Sí, gracias a la existencia de un piloto civil que venía de regreso a Chile y que voló sobre ella cierto día, a las tres de la tarde, aprovechando que todo el mundo estaba ocupado con un partido del Mundial de fútbol…”

Meses después de su primer encuentro, Matthei sí le da a Urrutia el nombre del piloto. “Fue Jaime Estay, oficial y capitán cuando llegué como comandante del Grupo de Aviación N° 7. Él fue mi instructor de Hawker Hunter”.

Tal como consigna el autor, salvo ese dato, Matthei eludió dar luces exactas sobre los actos de espionaje de la FACh. Incluso, confrontado por el periodista, dice no recordar lo de la incursión aérea esa noche del 26 de marzo de 1977. Nada raro tratándose de inteligencia militar y espionaje.

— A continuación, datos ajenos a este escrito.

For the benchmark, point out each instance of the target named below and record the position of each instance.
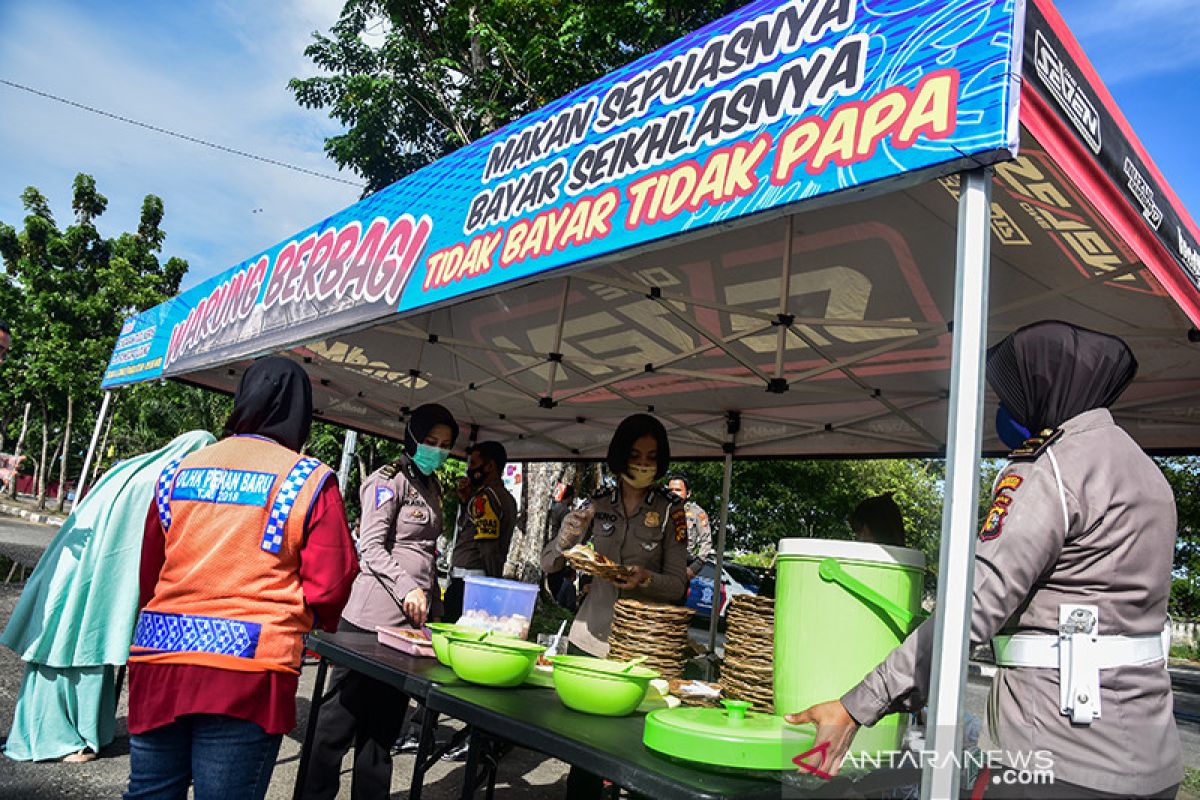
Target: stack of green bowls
(491, 660)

Espionaje de verdad. No al que temen los entrenadores de fútbol, especialmente los obsesivos, del tipo Bielsa o Jorge Sampaoli. Y, sin ir más lejos, ¿cómo impedirá el calvo estratego de la Selección Chilena un nuevo espionaje aéreo en medio de una competencia deportiva, esta vez por medio de drones que más de algún medio de comunicación hará sobrevolar sobre ese bunker en que se transformará el complejo El Monasterio Celeste, en las afueras de Rancagua?